Defining Functional Requirements for a Goal-Oriented Feedback Community
Problem Context
In many online communities, users share work, ideas, or early-stage projects in order to receive feedback from others. However, this feedback is often informal, subjective, and difficult to translate into clear next steps. This problem is especially visible in communities where users share unfinished work and need feedback on a specific aspect rather than general opinion.
Problem Analysis
The core issue is not the absence of feedback, but the absence of context. When reviewers do not understand the poster’s intended goal, feedback often becomes irrelevant, superficial, or overly general. For example, someone seeking feedback on navigation clarity may instead receive comments about visual style. This mismatch reduces the usefulness of feedback and makes it harder for users to identify actionable improvements.
Proposed Solution
This project proposes a lightweight community hub where users can share work-in-progress and request structured, goal-oriented feedback from others. Instead of posting for general opinion, users are required to define a clear feedback goal, and reviewers respond through guided prompts aligned with that goal.

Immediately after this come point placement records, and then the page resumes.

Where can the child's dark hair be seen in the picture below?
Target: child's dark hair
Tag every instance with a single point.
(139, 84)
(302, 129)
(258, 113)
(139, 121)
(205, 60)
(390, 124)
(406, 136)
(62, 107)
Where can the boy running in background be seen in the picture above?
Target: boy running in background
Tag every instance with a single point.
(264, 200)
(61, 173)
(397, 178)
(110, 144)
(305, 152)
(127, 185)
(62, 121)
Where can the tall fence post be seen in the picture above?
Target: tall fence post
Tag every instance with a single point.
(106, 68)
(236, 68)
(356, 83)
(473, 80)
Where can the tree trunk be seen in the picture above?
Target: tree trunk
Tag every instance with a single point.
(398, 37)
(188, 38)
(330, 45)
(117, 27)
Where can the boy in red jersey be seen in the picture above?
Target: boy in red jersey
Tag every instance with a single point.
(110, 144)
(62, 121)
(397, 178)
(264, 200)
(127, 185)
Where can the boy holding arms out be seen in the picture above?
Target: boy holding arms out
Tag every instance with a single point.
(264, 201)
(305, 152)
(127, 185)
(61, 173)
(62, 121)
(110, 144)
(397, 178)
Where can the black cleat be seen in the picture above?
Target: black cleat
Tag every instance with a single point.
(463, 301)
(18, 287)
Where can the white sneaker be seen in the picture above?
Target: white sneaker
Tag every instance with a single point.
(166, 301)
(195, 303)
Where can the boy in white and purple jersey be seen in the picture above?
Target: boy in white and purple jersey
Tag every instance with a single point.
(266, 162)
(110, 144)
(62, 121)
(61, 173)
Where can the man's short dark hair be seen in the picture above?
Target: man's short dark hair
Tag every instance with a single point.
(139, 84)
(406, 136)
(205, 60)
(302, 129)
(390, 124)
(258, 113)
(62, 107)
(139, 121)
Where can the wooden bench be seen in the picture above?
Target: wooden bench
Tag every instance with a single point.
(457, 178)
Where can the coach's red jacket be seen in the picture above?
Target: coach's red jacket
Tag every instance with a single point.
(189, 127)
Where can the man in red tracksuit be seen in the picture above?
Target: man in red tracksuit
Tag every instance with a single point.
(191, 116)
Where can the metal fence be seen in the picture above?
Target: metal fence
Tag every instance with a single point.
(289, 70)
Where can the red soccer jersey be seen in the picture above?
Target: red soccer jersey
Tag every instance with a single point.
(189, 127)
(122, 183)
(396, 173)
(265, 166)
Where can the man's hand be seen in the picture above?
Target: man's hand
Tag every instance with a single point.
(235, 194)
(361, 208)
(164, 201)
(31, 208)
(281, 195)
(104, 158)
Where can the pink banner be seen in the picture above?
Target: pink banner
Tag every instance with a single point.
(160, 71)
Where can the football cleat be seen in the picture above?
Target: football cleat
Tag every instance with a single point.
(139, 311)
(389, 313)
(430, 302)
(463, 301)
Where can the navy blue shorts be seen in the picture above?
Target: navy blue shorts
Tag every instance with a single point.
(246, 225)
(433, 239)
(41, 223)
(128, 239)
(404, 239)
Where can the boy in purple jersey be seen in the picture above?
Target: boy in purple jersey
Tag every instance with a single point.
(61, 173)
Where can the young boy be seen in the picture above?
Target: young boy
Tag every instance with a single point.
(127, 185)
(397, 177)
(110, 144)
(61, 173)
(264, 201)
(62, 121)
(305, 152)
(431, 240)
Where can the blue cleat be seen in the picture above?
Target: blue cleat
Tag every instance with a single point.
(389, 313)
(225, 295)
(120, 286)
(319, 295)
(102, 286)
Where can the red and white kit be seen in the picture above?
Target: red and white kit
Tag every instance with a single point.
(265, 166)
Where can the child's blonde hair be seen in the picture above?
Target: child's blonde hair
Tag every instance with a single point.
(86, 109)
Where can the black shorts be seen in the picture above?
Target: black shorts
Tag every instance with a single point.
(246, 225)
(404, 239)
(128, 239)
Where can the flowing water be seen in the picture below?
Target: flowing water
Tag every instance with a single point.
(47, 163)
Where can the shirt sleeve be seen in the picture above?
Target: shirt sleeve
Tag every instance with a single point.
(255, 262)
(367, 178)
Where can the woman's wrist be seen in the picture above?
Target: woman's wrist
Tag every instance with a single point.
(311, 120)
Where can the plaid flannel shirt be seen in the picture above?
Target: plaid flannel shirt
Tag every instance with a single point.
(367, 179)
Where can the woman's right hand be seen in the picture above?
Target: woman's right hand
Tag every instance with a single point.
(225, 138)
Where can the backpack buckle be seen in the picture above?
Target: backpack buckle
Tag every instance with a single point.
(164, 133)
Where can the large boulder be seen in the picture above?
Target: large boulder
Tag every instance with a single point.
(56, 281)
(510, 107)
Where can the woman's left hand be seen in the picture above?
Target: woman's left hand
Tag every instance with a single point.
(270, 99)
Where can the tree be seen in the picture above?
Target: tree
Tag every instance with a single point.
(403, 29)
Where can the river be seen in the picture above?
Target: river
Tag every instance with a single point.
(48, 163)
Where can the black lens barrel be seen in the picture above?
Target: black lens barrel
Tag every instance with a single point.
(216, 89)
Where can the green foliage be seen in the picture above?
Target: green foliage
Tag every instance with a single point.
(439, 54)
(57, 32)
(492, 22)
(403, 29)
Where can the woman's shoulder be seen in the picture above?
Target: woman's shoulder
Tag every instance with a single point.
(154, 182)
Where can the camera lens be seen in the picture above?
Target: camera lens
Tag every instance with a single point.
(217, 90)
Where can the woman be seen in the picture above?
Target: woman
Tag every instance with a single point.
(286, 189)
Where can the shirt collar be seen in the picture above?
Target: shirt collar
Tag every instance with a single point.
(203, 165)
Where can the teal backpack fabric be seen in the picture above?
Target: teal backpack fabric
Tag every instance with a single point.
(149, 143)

This approach transforms feedback from free-form commentary into a more focused and actionable interaction process. In design-related cases, this approach can also support lightweight usability testing, but the system is intended to support a broader range of goal-oriented feedback scenarios.
Functional Requirements
Core Requirements
- The system must require users to define a clear feedback goal when creating a post. This is essential because the community is intended to support focused, goal-oriented feedback rather than general opinion. Without this requirement, feedback is likely to become vague and misaligned.
- The system must display each post together with its associated feedback goal. This allows other community members to quickly understand the context of the post and decide whether they are able to contribute useful input.
- The system must guide reviewers to provide structured feedback through predefined prompts such as clarity, confusion, and suggestions. This requirement is necessary to improve the relevance and actionability of responses, especially in situations where users are sharing unfinished or exploratory work.
- The system must display feedback in relation to the original goal rather than as isolated comments. This helps the poster interpret responses more effectively and supports more meaningful revision or iteration.
Optional Features
Optional features may include filtering feedback by category or supporting different posting contexts, such as early concepts, polished drafts, or non-design project ideas. While these could improve usability and flexibility, they are not essential to demonstrating the core concept of structured, goal-oriented feedback.
Scope Decisions
Advanced features such as expert matching, reputation systems, or automated analysis are intentionally excluded in order to maintain a focused and achievable scope. While these features may add value in a real-world platform, they are not necessary to demonstrate the core interaction model of structured feedback within a social community.
Alternative Approaches
One alternative would be to allow completely free-form feedback, which would reduce friction and make participation easier. However, in a community setting, this would likely encourage short, low-effort responses that are only loosely connected to the poster’s goal. Another alternative would be automated or AI-generated feedback, which might provide consistency but would introduce technical complexity and reduce the value of human perspectives within the community. For this reason, structured peer feedback offers a more balanced solution.
Trade-offs
Structured feedback improves relevance and actionability, but it also reduces flexibility in how users respond. Requiring users to define a feedback goal increases clarity, but also adds friction to the posting process. These trade-offs are acceptable because the system prioritises meaningful, goal-oriented interaction over open-ended social commentary.
Technical Alignment
Structured input fields directly support the functional requirement of improving feedback relevance. By constraining responses around the stated goal, the system reduces misalignment and makes feedback easier to organise, compare, and interpret. This also supports a clearer interaction model, as posts, goals, and responses can be presented as related parts of the same feedback process rather than as disconnected comments.
Evaluation and Responsibility
The system can be evaluated by examining whether users produce feedback that is more relevant, goal-aligned, and actionable than in unstructured comment systems. It is also important to assess whether the added structure improves feedback quality without discouraging participation. Accessibility considerations include proper labelling, keyboard navigation, and clear hierarchy. In addition, the platform should encourage respectful and constructive feedback in order to reduce the risk of dismissive, overly personal, or unhelpful comments.
Conclusion
By embedding structured, goal-oriented feedback into a community setting, this system aims to improve the quality and usefulness of peer responses for users sharing work, ideas, or projects in progress.